GUIL: We are Rosencrantz and Guildenstern.
ROS ( barks): Never heard of you!
GUIL: Well, we're nobody special
ROS ( regal and nasty): What's your game?
GUIL: We've got our instructions
ROS: First I've heard of it
GUIL ( angry): Let me finish- ( Humble. ) We've come from Denmark.
ROS: What do you want?
GUIL: Nothing-we're delivering Hamlet
ROS: Who's he?
GUIL ( irritated): You've heard of him
ROS: Oh, I've heard of him all right and I want nothing to do with it.
GUIL: But …
ROS: You march in here without so much as a by-your-leave and expect me to take in every lunatic you try to pass off with a lot of unsubstantiated …
GUIL: We've got a letter …
ROS snatches it and tears it open.
ROS ( efficiently): I see... I see... well, this seems to support your story such as it is---it is an exact command from the king of Denmark, for several different reasons, importing Denmark's health and England's too, that on the reading of this letter, without delay, I should have Hamlet's head cut off---!
GUIL snatches the letter. ROS , double-taking, snatches it back. GUIL snatches it half back. They read it together, and separate. Pause. They are well downstage looking front.
ROS: The sun's going down. It will be dark soon.
GUIL: Do you think so?
ROS: I was just making conversation. ( Pause. ) We're his friends.
GUIL: How do you know?
ROS: From our young days brought up with him.
GUIL: You've only got their word for it.
ROS: But that's what we depend on.
GUIL: Well, yes, and then again no. ( Airily. ) Let us keep things in proportion. Assume, if you like, that they're going to kill him. Well, he is a man, he is mortal, death comes to us all, etcetera, and consequently he would have died anyway, sooner or later. Or to look at it from the social point of view-he's just one man among many, the loss would be well within reason and convenience. And then again, what is so terrible about death? As Socrates so philosophically put it, since we don't know what death is, it is illogical to fear it. It might be... very nice. Certainly it is a release from the burden of life, and, for the godly, a haven and a reward. Or to look at it another way-we are little men, we don't know the ins and outs of the matter, there are wheels within wheels, etcetera-it would be presumptuous of us to interfere with the designs of fate or even of kings. All in all, I think we'd be well advised to leave well alone. Tie up the letter-there-neatly-like that.-
They won't notice the broken seal, assuming you were in character.
ROS: But what's the point?
GUIL: Don't apply logic.
ROS: He's done nothing to us.
GUIL: Or justice.
ROS: It's awful.
GUIL: But it could have been worse. I was beginning to think was. ( And his relief comes out in a laugh. )
Behind them HAMLET appears from behind the umbrella. light has been going.

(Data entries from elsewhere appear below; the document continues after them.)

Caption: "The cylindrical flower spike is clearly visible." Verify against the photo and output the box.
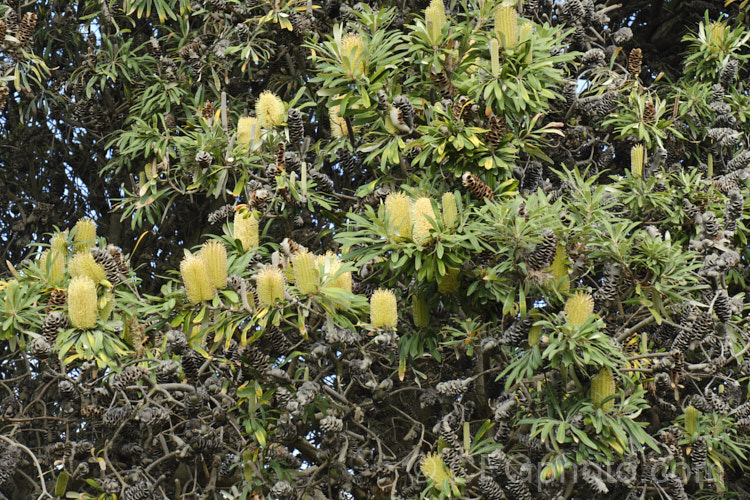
[411,198,435,243]
[255,90,286,128]
[438,268,461,295]
[68,276,98,330]
[370,288,398,329]
[292,250,320,295]
[68,250,107,283]
[255,266,284,306]
[180,255,216,304]
[201,240,227,290]
[242,116,260,149]
[73,217,96,252]
[385,192,412,241]
[565,292,594,326]
[441,193,458,228]
[234,210,260,252]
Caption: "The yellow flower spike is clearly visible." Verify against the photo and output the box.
[328,105,349,138]
[441,193,458,228]
[255,266,284,306]
[73,217,96,252]
[685,405,701,437]
[438,267,461,295]
[591,368,615,410]
[234,210,260,252]
[39,248,65,284]
[495,4,518,49]
[242,116,260,149]
[201,240,227,290]
[411,198,435,243]
[419,453,453,486]
[339,33,365,78]
[49,231,68,256]
[68,250,107,283]
[565,292,594,326]
[68,276,98,330]
[630,144,646,177]
[292,250,320,295]
[424,0,445,47]
[180,255,216,304]
[411,293,430,328]
[370,288,398,330]
[255,90,286,128]
[385,192,411,241]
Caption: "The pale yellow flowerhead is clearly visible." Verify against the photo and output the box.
[67,276,98,330]
[180,255,216,304]
[201,240,227,290]
[255,90,286,128]
[370,288,398,329]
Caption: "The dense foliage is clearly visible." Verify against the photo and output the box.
[0,0,750,500]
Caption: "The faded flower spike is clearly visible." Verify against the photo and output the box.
[255,90,286,128]
[565,292,594,326]
[370,288,398,329]
[180,255,216,304]
[255,266,284,306]
[68,276,98,330]
[201,240,227,290]
[73,217,96,252]
[234,210,260,252]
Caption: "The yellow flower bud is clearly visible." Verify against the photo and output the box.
[180,255,216,304]
[68,250,107,283]
[370,288,398,329]
[242,116,260,149]
[292,250,320,295]
[438,268,461,295]
[73,217,96,252]
[339,33,365,78]
[201,240,227,290]
[49,231,68,256]
[39,248,65,284]
[68,275,98,330]
[495,4,518,49]
[255,90,286,128]
[565,292,594,326]
[234,210,260,252]
[255,266,284,306]
[442,193,458,228]
[385,192,411,241]
[411,198,435,243]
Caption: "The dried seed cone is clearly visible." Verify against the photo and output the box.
[68,275,99,330]
[242,116,260,149]
[630,144,646,177]
[591,368,615,410]
[565,292,594,326]
[68,250,107,283]
[438,268,461,295]
[201,240,227,290]
[255,266,284,306]
[255,90,286,128]
[411,293,430,328]
[385,192,412,241]
[39,249,65,285]
[441,193,458,228]
[292,251,320,295]
[495,4,518,49]
[411,198,435,243]
[628,48,643,75]
[370,288,398,329]
[180,255,216,304]
[73,218,96,252]
[234,210,260,252]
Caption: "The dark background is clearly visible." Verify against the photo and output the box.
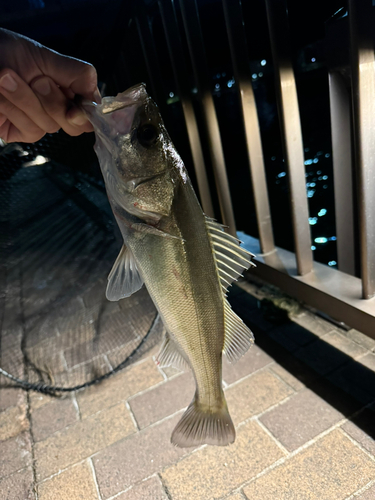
[0,0,346,267]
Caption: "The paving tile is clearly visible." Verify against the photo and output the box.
[342,405,375,458]
[293,311,335,337]
[34,403,135,480]
[260,389,343,451]
[77,358,164,418]
[270,363,305,391]
[295,339,350,375]
[341,328,375,351]
[159,366,188,378]
[0,432,32,478]
[116,477,168,500]
[0,387,26,411]
[223,345,273,384]
[0,468,35,500]
[327,360,375,404]
[225,493,245,500]
[355,484,375,500]
[161,421,283,500]
[0,405,29,441]
[93,414,191,500]
[31,397,78,441]
[38,462,98,500]
[225,371,293,425]
[29,391,57,412]
[244,430,375,500]
[322,331,368,360]
[129,372,195,429]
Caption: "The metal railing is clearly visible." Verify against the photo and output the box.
[115,0,375,338]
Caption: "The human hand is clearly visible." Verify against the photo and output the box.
[0,29,100,142]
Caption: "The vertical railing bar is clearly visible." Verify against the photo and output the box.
[223,0,275,253]
[135,7,168,121]
[266,0,313,275]
[349,0,375,299]
[180,0,236,236]
[159,0,215,217]
[328,71,355,276]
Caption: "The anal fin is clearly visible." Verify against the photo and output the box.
[156,332,189,371]
[223,300,254,363]
[106,245,143,301]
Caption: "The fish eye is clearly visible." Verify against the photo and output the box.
[137,123,159,148]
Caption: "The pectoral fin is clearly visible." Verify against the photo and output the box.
[106,245,143,301]
[131,222,182,240]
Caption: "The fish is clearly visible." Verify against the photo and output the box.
[82,84,254,447]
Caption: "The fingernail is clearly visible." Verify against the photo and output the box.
[70,113,88,126]
[94,88,102,104]
[32,78,51,96]
[0,74,18,92]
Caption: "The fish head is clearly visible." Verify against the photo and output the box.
[82,84,187,223]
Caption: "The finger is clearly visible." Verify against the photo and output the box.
[0,105,45,142]
[35,47,100,102]
[0,68,60,133]
[30,76,92,136]
[0,114,7,127]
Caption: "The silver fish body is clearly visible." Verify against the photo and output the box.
[84,84,253,447]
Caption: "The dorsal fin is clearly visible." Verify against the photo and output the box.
[206,217,255,295]
[206,217,255,362]
[106,245,143,301]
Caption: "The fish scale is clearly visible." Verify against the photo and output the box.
[82,84,253,447]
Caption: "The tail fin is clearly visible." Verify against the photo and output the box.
[171,396,236,448]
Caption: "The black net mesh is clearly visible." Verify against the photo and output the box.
[0,134,162,393]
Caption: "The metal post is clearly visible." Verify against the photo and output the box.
[135,8,168,122]
[266,0,313,275]
[328,71,355,276]
[180,0,236,236]
[349,0,375,299]
[159,0,214,217]
[223,0,275,253]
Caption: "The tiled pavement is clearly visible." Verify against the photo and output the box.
[0,282,375,500]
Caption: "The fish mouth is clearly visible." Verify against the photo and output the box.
[126,169,167,192]
[77,83,147,115]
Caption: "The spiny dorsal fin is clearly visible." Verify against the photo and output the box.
[206,217,255,295]
[223,299,254,363]
[156,332,189,371]
[106,245,143,301]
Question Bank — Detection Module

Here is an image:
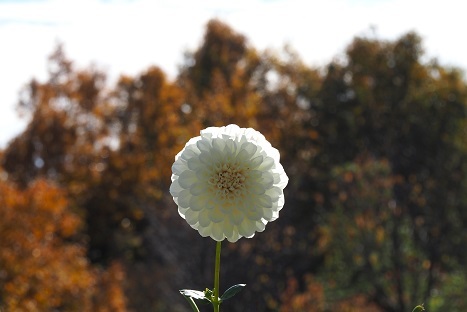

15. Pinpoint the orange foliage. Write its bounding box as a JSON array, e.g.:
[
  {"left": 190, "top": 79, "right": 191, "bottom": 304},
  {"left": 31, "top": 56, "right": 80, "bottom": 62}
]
[{"left": 0, "top": 175, "right": 125, "bottom": 311}]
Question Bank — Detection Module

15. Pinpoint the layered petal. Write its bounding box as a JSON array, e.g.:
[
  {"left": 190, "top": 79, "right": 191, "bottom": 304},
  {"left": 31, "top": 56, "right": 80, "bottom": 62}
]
[{"left": 170, "top": 125, "right": 288, "bottom": 242}]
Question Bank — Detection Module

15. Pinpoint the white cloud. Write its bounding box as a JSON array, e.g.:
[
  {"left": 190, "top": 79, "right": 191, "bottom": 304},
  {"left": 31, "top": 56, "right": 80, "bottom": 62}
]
[{"left": 0, "top": 0, "right": 467, "bottom": 147}]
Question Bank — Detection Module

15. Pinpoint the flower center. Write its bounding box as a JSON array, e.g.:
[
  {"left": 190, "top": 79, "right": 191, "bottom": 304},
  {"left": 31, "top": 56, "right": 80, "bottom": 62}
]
[{"left": 209, "top": 164, "right": 245, "bottom": 199}]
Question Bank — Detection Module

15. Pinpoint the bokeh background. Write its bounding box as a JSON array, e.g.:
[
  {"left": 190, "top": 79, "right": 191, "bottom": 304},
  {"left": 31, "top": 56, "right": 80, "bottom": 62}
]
[{"left": 0, "top": 1, "right": 467, "bottom": 312}]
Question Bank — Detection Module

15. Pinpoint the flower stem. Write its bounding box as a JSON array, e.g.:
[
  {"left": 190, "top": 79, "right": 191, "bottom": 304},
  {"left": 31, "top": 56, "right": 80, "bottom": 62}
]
[{"left": 212, "top": 242, "right": 221, "bottom": 312}]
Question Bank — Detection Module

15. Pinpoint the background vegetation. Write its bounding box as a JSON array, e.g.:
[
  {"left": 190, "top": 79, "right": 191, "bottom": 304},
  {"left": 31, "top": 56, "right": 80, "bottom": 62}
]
[{"left": 0, "top": 20, "right": 467, "bottom": 312}]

Slightly. HAMLET is going to the lantern.
ROS: The position as I see it, then. We, Rosencrantz and Guildenstern, from our young days brought up with him awakened by a man standing on his saddle, are summoned, and arrive, and are instructed to glean what afflicts him draw him on to pleasures, such as a play, which unfortunately, as it turns out, is abandoned in some confusion owing to certain nuances outside our appreciation -which, among other causes, results in, among other effects, a high, not to say, homicidal, excitement in Hamlet, whom we, in consequence, are escorting, for his own good, to England. Good. We're on top of it now.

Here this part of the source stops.